I'm new to accumulo and inherited this project to extract all data from
accumulo (assembled as a "document" by RowID) into another web service.
So I started with SimpleReadClient.java to "scan" all data, and built a
"document" based on the RowID, ColumnFamily and Value. Sending
this "document" to the service.
ID CF CV
RowID_1 createdDate "2015-01-01:00:00:01 UTC"
RowID_1 data "this is a test"
RowID_1 title "My test title"
RowID_2 createdDate "2015-01-01:12:01:01 UTC"
RowID_2 data "this is test 2"
RowID_2 title "My test2 title"
So my table is pretty simple, RowID, ColumnFamily and Value (no
I need to process one Billion "OLD" unique RowIDs (a years worth of data)
on a live system that is ingesting "new data" at a rate of about a 4million
RowIds a day.
i.e.

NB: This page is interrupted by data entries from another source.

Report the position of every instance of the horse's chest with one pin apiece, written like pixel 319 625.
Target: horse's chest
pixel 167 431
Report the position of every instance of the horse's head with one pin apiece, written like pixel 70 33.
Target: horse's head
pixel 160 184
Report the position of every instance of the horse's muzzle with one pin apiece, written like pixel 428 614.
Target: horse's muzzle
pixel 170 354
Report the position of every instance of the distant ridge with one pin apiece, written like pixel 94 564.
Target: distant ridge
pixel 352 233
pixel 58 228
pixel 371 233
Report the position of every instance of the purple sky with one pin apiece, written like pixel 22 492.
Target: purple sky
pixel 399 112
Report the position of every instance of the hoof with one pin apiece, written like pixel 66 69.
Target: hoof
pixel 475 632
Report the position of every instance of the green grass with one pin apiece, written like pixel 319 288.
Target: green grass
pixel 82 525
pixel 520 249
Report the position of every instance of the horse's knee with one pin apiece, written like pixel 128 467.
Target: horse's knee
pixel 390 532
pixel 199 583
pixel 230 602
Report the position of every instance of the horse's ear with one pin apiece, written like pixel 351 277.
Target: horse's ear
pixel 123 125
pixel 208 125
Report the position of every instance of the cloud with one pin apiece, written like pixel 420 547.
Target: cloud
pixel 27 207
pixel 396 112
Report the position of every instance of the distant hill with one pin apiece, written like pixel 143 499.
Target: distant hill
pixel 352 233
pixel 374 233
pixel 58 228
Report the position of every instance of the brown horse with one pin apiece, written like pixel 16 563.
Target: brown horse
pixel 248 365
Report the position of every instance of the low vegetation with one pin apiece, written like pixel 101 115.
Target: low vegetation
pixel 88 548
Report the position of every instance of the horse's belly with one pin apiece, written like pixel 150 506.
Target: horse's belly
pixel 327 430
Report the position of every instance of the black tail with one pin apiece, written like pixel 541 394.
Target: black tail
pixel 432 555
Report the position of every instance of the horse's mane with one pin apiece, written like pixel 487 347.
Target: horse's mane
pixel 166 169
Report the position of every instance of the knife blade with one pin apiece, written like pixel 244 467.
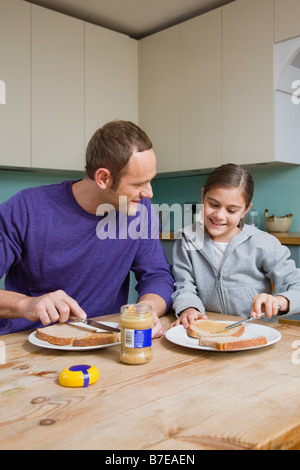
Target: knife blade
pixel 233 325
pixel 93 323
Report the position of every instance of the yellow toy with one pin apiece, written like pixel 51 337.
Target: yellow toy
pixel 78 376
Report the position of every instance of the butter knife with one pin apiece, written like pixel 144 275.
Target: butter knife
pixel 233 325
pixel 95 324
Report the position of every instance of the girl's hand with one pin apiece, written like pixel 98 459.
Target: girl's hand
pixel 189 316
pixel 269 305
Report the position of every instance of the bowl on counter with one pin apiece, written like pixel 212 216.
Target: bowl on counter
pixel 278 224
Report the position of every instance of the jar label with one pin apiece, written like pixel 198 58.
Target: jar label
pixel 138 338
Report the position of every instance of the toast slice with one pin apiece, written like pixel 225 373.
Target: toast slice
pixel 230 343
pixel 209 328
pixel 64 334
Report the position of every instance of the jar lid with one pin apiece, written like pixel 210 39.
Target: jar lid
pixel 136 309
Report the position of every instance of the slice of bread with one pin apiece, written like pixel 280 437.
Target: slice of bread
pixel 64 334
pixel 231 343
pixel 210 328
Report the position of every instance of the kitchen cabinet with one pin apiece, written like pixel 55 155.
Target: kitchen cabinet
pixel 248 75
pixel 181 93
pixel 111 78
pixel 159 96
pixel 286 19
pixel 57 90
pixel 15 72
pixel 200 92
pixel 64 78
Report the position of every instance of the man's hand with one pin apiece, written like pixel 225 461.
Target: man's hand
pixel 49 308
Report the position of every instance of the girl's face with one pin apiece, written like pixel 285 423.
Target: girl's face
pixel 223 210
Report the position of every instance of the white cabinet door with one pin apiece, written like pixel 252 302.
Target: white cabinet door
pixel 111 78
pixel 57 90
pixel 160 96
pixel 200 109
pixel 286 19
pixel 248 76
pixel 15 73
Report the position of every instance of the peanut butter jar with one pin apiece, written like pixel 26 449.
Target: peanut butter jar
pixel 136 322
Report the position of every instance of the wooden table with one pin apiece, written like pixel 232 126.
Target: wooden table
pixel 183 399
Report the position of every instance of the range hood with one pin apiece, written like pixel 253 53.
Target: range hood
pixel 287 101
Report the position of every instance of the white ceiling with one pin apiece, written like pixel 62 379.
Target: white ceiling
pixel 136 18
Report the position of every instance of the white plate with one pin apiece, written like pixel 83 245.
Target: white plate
pixel 43 344
pixel 178 335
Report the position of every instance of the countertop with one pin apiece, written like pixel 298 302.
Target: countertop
pixel 183 399
pixel 286 238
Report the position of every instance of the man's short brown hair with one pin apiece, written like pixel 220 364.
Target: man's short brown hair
pixel 111 147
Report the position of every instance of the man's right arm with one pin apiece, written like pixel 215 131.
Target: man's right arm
pixel 48 308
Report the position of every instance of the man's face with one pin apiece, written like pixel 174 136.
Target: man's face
pixel 135 184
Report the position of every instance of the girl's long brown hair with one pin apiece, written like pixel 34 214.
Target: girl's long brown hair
pixel 231 176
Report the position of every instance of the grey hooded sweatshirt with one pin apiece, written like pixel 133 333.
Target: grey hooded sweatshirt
pixel 254 262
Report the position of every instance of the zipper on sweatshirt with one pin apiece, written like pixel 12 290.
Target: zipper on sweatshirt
pixel 218 283
pixel 220 292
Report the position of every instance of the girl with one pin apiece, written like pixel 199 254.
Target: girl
pixel 231 268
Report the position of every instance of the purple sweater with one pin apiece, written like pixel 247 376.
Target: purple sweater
pixel 48 242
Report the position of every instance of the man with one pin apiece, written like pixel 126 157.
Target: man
pixel 56 263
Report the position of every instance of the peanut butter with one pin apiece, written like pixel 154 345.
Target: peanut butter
pixel 136 323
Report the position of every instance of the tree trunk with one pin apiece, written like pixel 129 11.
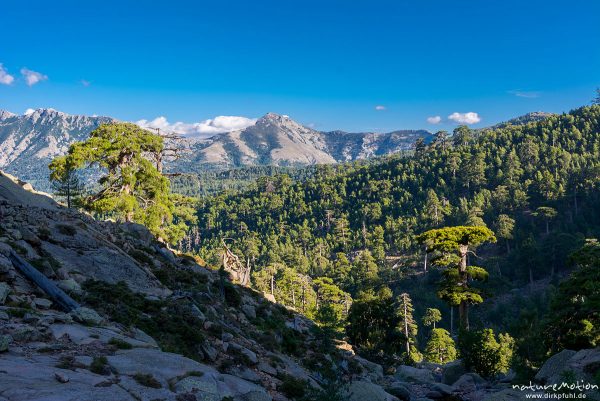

I need to process data from September 2015 - September 2016, not
worrying about new data coming in.
So I'm thinking I need to run multiple processes to extract ALL the data in
this "data range" to be more efficient.
Also, it may allow me to run the processes at a lower priority and at
off-hours of the day when traffic is less.
My issue is how do I specify the "range" to scan, and how do I specify.
1. Is using the "createdDate" a good idea, if so how would I specify the
range for it.
2. How about the TimestampFilter? If I specify my start to end to "equal"
a day (about 4 Million unique RowIDs),
Will this get me all ColumnFamily and Values for a given RowID? Or could I
miss something because it's timestamp
was the next day. I don't really understand Timestamps wrt Accumulo.
3. Does a map-reduce job make sense. If so, how would I specify.